Монгол смотрит на них и улыбается гордой отцовской улыбкой...
За эти сны, за тошнотворное чувство нежности, которое разливалось в ее груди, за желание погладить ребенка, шевелившегося в ее утробе — за это ей хотелось взять нож и перерезать самой себе горло. За эту женскую слабость, которая пробуждала в ней тягу к убийце и насильнику, которая заставляла ее полюбить плод ненависти и боли. Если бы она могла, то вырвала бы ее из себя вместе с ребенком и самим женским естеством...
Мария открыла глаза.
Вокруг было черно и влажно, как в той боли, в которой она плавала. Но самой боли она больше не ощущала. Напротив, лишь удивительную легкость и силу в теле. Хотелось вскочить и потянуться, размять онемевшие руки и ноги, пробежать по мокрой от росы траве, вдохнуть полной грудью воздух...
Она попыталась осторожно встать. Чувство могло быть обманчивым. Боль снова могла вернуться, сковать тяжелое брюхо раскаленным обручем, потечь из нее струйкой алой крови.
Но нет. Она встала легко. А когда привычным движением захотела придержать живот, ее рука скользнула в пустоту.
Безразличие сменилось удивлением и испугом. В голове пронеслась мысль: «Где мое дитя?». И вторая: «Это мальчик или девочка? Если мальчик, значит Николай…»

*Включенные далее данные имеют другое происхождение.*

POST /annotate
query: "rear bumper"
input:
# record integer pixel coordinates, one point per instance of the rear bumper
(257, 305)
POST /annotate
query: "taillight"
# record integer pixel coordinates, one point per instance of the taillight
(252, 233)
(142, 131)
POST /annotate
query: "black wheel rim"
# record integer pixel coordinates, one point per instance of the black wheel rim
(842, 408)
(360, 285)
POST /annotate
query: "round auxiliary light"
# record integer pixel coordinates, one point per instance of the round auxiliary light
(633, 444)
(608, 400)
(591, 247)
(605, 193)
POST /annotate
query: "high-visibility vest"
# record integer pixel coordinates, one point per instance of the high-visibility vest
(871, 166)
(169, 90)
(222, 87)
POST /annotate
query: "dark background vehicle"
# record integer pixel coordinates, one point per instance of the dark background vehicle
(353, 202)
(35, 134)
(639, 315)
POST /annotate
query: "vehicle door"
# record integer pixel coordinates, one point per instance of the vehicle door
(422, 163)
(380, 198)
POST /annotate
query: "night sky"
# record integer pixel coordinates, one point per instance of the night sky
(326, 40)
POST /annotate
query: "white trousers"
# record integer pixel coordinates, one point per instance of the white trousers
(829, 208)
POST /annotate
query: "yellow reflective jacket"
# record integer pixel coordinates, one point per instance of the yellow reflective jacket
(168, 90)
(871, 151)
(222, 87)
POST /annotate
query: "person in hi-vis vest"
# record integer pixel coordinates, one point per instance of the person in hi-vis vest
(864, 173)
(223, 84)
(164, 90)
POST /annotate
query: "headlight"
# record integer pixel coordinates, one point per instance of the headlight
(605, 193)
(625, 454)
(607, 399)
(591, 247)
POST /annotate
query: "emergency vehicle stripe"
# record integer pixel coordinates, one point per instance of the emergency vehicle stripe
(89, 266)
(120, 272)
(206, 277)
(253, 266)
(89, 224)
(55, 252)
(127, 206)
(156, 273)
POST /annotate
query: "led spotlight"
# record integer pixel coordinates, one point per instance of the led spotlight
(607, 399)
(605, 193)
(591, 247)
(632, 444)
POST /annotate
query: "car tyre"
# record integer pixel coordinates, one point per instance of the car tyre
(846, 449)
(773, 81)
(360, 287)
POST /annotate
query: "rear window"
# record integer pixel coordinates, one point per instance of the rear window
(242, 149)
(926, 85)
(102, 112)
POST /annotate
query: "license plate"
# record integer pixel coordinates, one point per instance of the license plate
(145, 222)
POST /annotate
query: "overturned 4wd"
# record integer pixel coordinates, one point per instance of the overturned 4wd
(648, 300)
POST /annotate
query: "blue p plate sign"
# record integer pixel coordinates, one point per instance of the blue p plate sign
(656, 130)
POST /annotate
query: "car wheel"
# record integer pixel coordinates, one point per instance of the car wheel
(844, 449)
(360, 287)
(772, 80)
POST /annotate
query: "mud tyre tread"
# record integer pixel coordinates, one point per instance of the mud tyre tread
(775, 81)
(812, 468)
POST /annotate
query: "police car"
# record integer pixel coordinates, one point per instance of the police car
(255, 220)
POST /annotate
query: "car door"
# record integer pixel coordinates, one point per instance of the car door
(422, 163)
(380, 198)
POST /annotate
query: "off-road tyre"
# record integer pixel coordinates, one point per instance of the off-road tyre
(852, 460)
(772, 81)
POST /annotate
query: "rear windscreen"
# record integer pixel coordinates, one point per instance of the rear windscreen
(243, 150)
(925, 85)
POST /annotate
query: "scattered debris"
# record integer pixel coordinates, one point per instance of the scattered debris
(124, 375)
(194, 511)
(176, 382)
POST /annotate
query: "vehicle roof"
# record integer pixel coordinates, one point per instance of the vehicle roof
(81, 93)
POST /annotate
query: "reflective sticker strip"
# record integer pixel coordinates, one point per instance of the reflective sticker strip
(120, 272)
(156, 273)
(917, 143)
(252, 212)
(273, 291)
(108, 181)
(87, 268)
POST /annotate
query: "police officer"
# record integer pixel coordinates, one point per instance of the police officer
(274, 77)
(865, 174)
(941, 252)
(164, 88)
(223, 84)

Она едва не влепила себе пощечину за эти мысли, но ненависть вдруг отпустила. Вместо того обступили воспоминания, бредовые, как сон.
Вот монгол приходит — он вернулся из похода. Вот он ударяет ее за... за что? Она падает на живот, и все вокруг будто нанизывается на обоюдоострое копье боли.
По ее ногам течет что-то горячее.
Рядом с ней падает голова в вихре черных волос.
Где-то она в себе находит силы встать и топтать ее ногами, пока чьи-то руки не увлекают ее.
Запах конского пота. Болезненные толчки. Боль разливается по ее телу и долбит в поясницу, будто молот по наковальне. Бум. Бум. Бум. Кажется, она молит о смерти.
И смерть не заставила долго ждать. Из горячего черного небытия ее на секунду выдернула новая, незнакомая боль, холодный полумесяц, тянущий из нее жар через живот.
Мария ощупала свое тело. Ее грудь все еще была тяжелой и налитой, но живот стал твердым и плоским, как доска. Будто не было никогда Николая.